# Quick question...



## neoinarien (Apr 24, 2009)

A friend of mine who does CMA was asking me to post here (not the most computer, let alone internet, literate individual).

He wanted to know 

1. whether this could be used for cutting
2. whether these prices are fair and relative to the quality
3. whether this brand has a good reputation or not

Thanks!


----------



## jks9199 (Apr 24, 2009)

Whether what could be used for cutting?  You seem to have omitted an important detail.

I'm guessing you're asking about a knife or sword; if you check through the Sword Arts forum, there's a fair amount of information about recognizing quality weapons, and what they should count.  You might start with THIS thread.


----------



## neoinarien (Apr 25, 2009)

Oh goodness, I forgot to post the link!

(will add to original post via edit).


----------



## Carol (Apr 25, 2009)

The edit function only stays active for about an hour or so but please add a new post with the link.  We'd be happy to help once we know what we're looking for


----------



## neoinarien (Apr 25, 2009)

Ok, I don't see an edit option for the OP (I do for my subsequent "Oh goodness" post)...


It's a jian.

http://cgi.ebay.com/ws/eBayISAPI.dl...s=I%2BC&itu=UA%2BIA%2BUCI&otn=14&po=LVI&ps=54


He's a pretty skeptical guy (well, we both are when it comes to the internet) so we're not really placing a great deal of value in what the ebay seller vaguely states (such as his star ranking system for sharpness, etc).


----------



## Carol (Apr 25, 2009)

I am not an expert on Chinese blades, but if it were me, I would pass.

2.203 Kg is nearly 4.5 pounds.  That's a lot of weight.  The seller doesn't make it clear whether that includes the scabbard or not, but even if it does that still stands to be a heavier sword than expected.  I would also have concerns about how well balanced the sword is given the weight.

As a secondary concern, I'd also be leery of buying from a China-based vendor. 

I'll defer to the good folks here that have more of a sword background for a more definitive answer...but that's my thoughts based on my own limited knowledge.  :asian:


----------



## Xue Sheng (Apr 25, 2009)

First it is sharpened wrong for a Jain.

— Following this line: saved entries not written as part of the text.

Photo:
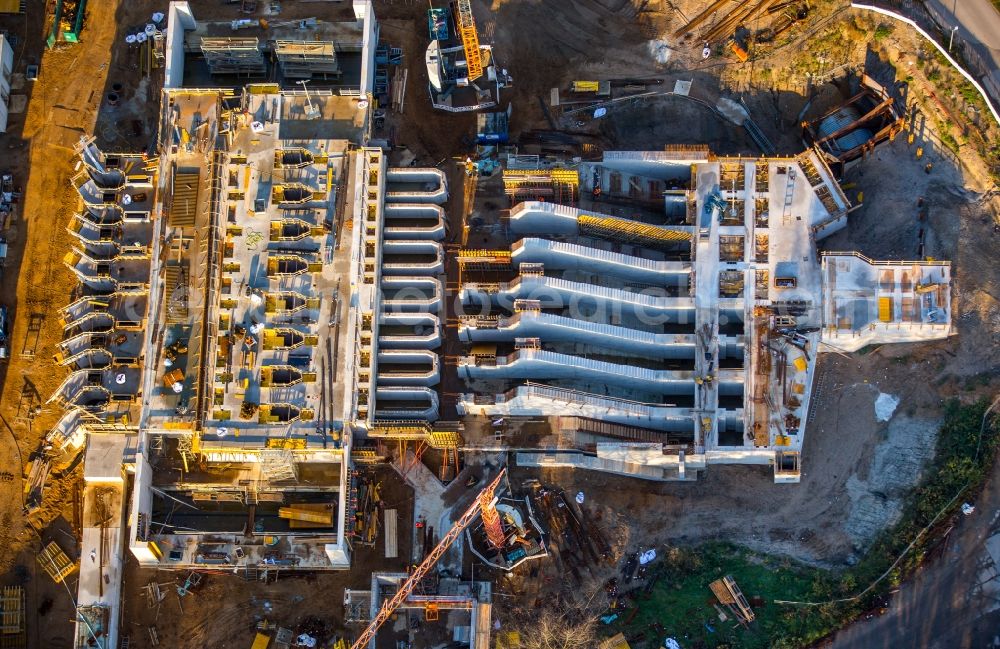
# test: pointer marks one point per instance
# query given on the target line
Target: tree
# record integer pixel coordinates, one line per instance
(548, 628)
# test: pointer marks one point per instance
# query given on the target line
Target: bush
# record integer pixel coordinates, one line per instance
(883, 31)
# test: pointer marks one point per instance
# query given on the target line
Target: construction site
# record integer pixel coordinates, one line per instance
(371, 332)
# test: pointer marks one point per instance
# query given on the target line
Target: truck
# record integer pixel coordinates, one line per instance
(4, 334)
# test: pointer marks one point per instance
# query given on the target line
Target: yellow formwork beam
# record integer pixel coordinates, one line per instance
(626, 230)
(470, 39)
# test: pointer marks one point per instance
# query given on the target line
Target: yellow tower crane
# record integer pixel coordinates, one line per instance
(484, 502)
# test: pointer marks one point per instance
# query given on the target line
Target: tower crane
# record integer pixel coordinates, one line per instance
(485, 503)
(470, 40)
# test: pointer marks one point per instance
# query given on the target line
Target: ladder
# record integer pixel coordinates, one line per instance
(470, 39)
(786, 215)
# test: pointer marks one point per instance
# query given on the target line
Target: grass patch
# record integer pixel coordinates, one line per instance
(681, 604)
(882, 32)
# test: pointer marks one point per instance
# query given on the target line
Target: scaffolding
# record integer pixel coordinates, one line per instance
(304, 59)
(234, 56)
(632, 232)
(12, 617)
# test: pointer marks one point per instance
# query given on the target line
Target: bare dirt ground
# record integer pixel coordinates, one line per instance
(61, 106)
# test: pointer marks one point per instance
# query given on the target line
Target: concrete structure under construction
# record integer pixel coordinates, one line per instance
(249, 301)
(687, 335)
(266, 292)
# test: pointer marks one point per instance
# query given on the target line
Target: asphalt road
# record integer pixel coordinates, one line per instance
(978, 22)
(952, 603)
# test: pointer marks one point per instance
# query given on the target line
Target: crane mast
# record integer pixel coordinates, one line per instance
(485, 502)
(470, 40)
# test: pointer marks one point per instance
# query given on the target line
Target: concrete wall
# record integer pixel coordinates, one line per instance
(179, 19)
(364, 11)
(6, 69)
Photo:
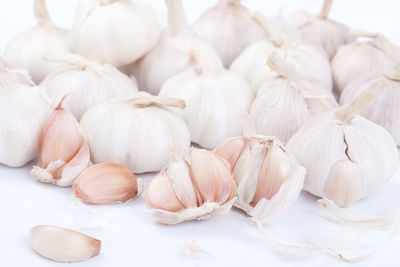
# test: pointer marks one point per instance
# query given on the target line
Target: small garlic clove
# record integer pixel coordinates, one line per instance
(106, 183)
(63, 245)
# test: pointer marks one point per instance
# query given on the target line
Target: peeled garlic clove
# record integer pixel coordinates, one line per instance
(63, 245)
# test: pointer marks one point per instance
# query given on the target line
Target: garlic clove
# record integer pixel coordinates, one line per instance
(63, 245)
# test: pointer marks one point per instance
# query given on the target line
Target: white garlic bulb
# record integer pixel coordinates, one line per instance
(172, 54)
(115, 31)
(191, 191)
(229, 28)
(86, 83)
(359, 59)
(347, 157)
(309, 61)
(215, 99)
(287, 100)
(28, 48)
(136, 131)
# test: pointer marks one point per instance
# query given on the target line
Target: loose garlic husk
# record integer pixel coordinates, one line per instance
(359, 59)
(191, 191)
(115, 31)
(28, 48)
(64, 152)
(136, 131)
(215, 99)
(85, 82)
(309, 61)
(287, 100)
(172, 54)
(229, 28)
(347, 157)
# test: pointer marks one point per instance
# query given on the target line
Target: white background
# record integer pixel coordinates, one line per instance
(130, 237)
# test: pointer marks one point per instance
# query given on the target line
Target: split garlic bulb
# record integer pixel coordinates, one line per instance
(191, 191)
(268, 178)
(215, 99)
(172, 54)
(287, 100)
(28, 48)
(229, 28)
(136, 131)
(359, 59)
(309, 61)
(115, 31)
(23, 113)
(347, 157)
(86, 83)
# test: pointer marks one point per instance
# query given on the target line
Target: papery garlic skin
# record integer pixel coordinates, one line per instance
(115, 31)
(136, 131)
(229, 28)
(27, 50)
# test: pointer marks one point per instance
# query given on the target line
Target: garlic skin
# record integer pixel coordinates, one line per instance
(136, 131)
(115, 31)
(172, 54)
(215, 99)
(63, 245)
(28, 48)
(229, 28)
(347, 157)
(287, 100)
(186, 191)
(86, 83)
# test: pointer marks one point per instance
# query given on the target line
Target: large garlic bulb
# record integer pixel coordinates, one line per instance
(28, 48)
(23, 113)
(136, 131)
(215, 99)
(287, 100)
(229, 28)
(359, 59)
(86, 83)
(115, 31)
(172, 54)
(309, 61)
(347, 157)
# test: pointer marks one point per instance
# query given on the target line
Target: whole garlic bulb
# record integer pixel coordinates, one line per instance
(136, 131)
(191, 191)
(115, 31)
(86, 83)
(229, 28)
(215, 99)
(359, 59)
(309, 61)
(172, 54)
(287, 100)
(28, 48)
(23, 113)
(347, 157)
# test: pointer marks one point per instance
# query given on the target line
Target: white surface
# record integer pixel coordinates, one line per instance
(130, 237)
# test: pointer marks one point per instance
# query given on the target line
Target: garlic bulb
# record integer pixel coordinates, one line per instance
(215, 99)
(115, 31)
(309, 61)
(28, 48)
(229, 28)
(136, 131)
(268, 178)
(287, 100)
(64, 152)
(191, 191)
(172, 54)
(358, 59)
(23, 113)
(347, 157)
(86, 83)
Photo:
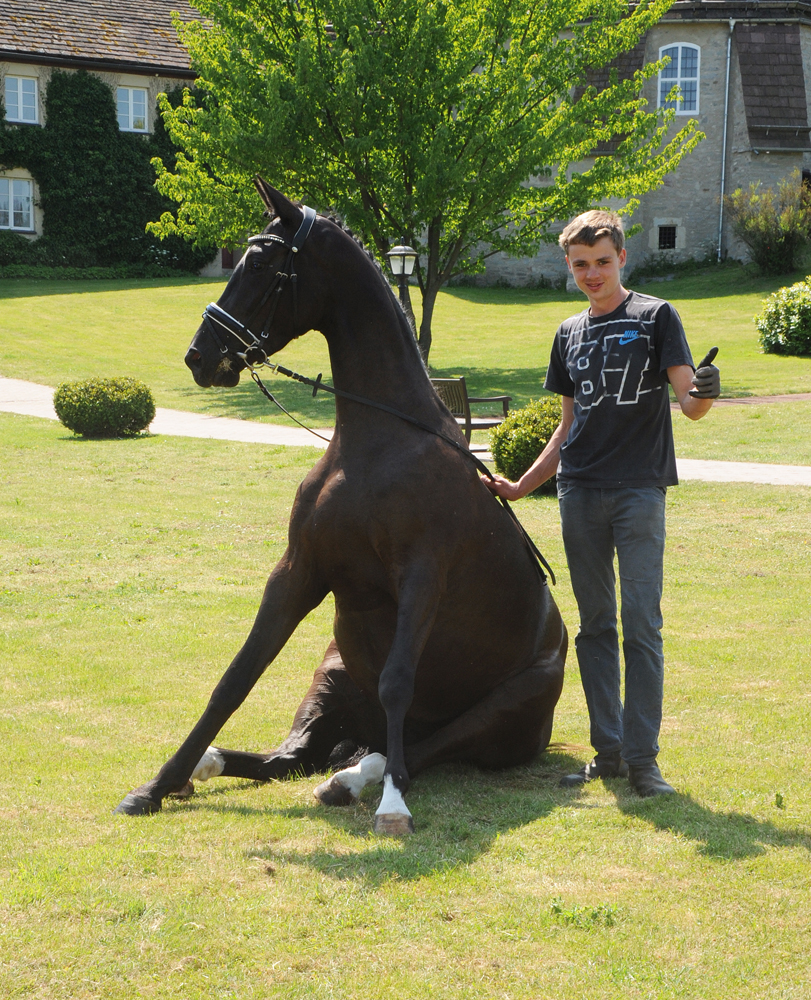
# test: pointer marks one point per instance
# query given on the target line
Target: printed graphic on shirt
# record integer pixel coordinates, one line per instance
(610, 361)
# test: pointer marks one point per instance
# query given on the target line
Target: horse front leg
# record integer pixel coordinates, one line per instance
(416, 613)
(289, 595)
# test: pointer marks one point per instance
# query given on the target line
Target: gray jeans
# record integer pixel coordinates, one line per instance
(631, 522)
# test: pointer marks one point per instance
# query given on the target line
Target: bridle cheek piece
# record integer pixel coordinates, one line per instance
(214, 316)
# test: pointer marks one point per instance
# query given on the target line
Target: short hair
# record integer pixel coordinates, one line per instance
(590, 227)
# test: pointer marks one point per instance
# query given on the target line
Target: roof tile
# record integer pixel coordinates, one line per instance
(135, 32)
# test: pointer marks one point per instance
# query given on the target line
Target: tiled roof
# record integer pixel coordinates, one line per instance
(124, 33)
(626, 64)
(771, 63)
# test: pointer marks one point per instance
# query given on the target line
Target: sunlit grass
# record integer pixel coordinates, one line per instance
(129, 575)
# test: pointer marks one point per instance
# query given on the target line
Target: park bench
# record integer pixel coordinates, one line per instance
(453, 393)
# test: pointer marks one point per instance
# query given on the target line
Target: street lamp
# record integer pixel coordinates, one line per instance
(402, 260)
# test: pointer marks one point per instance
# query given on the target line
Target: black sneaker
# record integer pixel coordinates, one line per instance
(604, 765)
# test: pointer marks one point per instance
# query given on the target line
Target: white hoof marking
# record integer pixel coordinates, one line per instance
(210, 765)
(392, 801)
(369, 771)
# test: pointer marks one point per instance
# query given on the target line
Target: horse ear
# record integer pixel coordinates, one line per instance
(276, 203)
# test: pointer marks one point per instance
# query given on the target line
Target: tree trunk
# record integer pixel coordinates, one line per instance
(428, 303)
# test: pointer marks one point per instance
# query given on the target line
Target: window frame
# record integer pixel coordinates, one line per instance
(130, 91)
(675, 236)
(677, 79)
(21, 121)
(31, 227)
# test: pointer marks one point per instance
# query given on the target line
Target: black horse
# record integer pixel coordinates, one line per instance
(447, 643)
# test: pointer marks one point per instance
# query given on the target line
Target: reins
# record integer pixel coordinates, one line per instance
(255, 357)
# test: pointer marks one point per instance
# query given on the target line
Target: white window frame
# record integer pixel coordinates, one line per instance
(130, 113)
(672, 75)
(11, 188)
(18, 80)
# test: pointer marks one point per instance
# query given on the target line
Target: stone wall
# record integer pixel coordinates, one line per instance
(690, 198)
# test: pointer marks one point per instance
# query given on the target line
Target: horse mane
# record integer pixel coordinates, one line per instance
(405, 326)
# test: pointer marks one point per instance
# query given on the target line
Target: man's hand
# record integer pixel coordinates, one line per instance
(707, 379)
(502, 487)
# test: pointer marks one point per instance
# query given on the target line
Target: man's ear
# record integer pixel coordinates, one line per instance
(277, 204)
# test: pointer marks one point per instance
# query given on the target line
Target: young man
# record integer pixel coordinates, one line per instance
(613, 452)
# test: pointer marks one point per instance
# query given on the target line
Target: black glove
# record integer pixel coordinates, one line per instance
(707, 379)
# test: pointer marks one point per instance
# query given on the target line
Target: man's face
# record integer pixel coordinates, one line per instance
(597, 270)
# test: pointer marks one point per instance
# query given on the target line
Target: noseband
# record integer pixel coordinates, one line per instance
(214, 315)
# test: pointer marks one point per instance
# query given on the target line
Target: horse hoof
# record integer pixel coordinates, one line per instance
(135, 805)
(334, 793)
(394, 824)
(185, 792)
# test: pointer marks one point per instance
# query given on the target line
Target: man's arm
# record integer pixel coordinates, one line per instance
(681, 378)
(545, 465)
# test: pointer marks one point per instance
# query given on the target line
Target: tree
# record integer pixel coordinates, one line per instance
(451, 124)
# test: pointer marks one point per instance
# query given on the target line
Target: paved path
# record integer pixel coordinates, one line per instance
(31, 399)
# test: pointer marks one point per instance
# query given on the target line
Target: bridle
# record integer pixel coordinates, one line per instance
(255, 356)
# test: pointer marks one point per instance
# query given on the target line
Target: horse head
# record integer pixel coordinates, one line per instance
(262, 308)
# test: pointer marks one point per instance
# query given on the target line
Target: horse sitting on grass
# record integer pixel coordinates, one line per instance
(448, 646)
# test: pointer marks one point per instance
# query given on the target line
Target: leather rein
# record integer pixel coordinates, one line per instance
(255, 356)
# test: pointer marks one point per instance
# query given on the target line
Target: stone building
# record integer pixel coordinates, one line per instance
(744, 69)
(132, 46)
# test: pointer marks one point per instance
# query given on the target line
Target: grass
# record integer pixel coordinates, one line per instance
(129, 575)
(498, 338)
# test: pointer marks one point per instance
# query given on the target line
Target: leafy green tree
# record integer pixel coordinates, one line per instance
(455, 125)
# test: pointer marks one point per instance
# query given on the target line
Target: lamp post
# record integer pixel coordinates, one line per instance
(402, 260)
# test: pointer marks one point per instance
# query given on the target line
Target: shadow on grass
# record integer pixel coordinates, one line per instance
(724, 836)
(459, 812)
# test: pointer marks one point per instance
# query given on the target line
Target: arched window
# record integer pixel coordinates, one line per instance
(683, 70)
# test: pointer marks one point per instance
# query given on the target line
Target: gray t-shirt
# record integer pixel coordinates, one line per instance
(615, 368)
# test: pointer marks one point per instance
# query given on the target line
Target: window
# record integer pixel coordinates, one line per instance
(131, 104)
(21, 99)
(15, 204)
(667, 237)
(682, 71)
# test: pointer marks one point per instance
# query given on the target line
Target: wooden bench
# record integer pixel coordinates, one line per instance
(453, 393)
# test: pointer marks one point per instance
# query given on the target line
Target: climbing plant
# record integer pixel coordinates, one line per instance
(96, 184)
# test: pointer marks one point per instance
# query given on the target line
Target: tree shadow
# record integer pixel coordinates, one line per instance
(724, 836)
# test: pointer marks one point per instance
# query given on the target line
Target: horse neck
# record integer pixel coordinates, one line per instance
(373, 354)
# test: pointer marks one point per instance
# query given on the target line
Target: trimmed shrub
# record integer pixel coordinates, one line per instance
(518, 441)
(785, 323)
(775, 226)
(105, 407)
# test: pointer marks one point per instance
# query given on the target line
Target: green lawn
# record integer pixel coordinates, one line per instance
(129, 575)
(498, 338)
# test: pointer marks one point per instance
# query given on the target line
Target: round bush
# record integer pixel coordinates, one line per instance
(785, 323)
(518, 441)
(105, 407)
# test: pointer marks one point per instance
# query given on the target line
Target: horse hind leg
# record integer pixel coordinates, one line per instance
(507, 728)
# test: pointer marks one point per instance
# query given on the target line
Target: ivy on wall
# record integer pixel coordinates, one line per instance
(96, 184)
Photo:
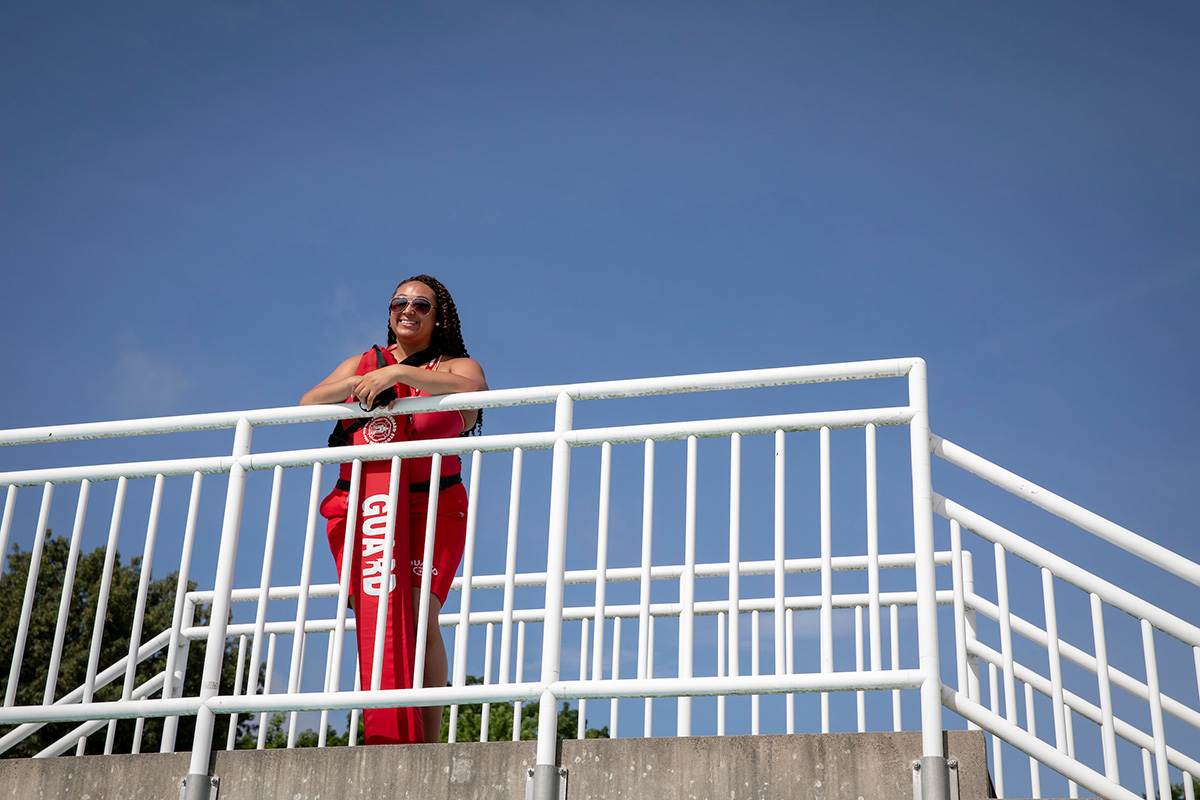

It is sharpened similar to a Dao but not exactly the same as a Dao either.

I would not buy it without being able to check the balance of it and I would not buy a sword form China off of ebay. Buy direct form the site if that is what you are going to do no matter what 

Chances are if you are in China and if these swords are in fact made in china they likely cost about 1/6th the price in US dollars there.



> 1. whether this could be used for cutting


 
Probably, but how much expereince does y9our friend have with CMA sword and what style are we talking about. A 4 pound sharp jain can do some pretty serious damage if you are not careful and the ER visit may not be worth the price of the sharp sword



> 2. whether these prices are fair and relative to the quality


 
There are other companies out of China I would rather deal with, but I can't remember the names at the moment, I always have to ask my sifu. As to Price, some of the prices are rather high but for hand fordged I guess not bad but why is it important to get a blade of this level?



> 3. whether this brand has a good reputation or not


 
Don't know the brand but here is thier website


----------



## neoinarien (Apr 25, 2009)

He does Tai Chi right now but is just beginning to do some groundwork for expanding his interests within CMA.  He is considering cutting, but doesn't know if he wants to yet.  Beyond that (he's not here right now and in fact lives in another state) I'd have to ask him.

It seems to me that there isn't much out there for Jian cutting and that someone who wants to cut is better off going into Japanese rather than Chinese.


----------



## Xue Sheng (Apr 25, 2009)

neoinarien said:


> He does Tai Chi right now but is just beginning to do some groundwork for expanding his interests within CMA. He is considering cutting, but doesn't know if he wants to yet. Beyond that (he's not here right now and in fact lives in another state) I'd have to ask him.
> 
> It seems to me that there isn't much out there for Jian cutting and that someone who wants to cut is better off going into Japanese rather than Chinese.


 
It sounds like he might want to look to Scott M. Rodell and the Great River Taoist Center - Michuan Taijichuan. Scott Rodell works with cutting. He ha a web page and has much greater knowledge on the subject of cutting and finding a good jain than I

Scott Rodell Cutting Videos


----------



## Jeff Richardson (Apr 28, 2009)

For the affordable end of things.... that company is getting decent reviews out of the guys over at swordforum.


----------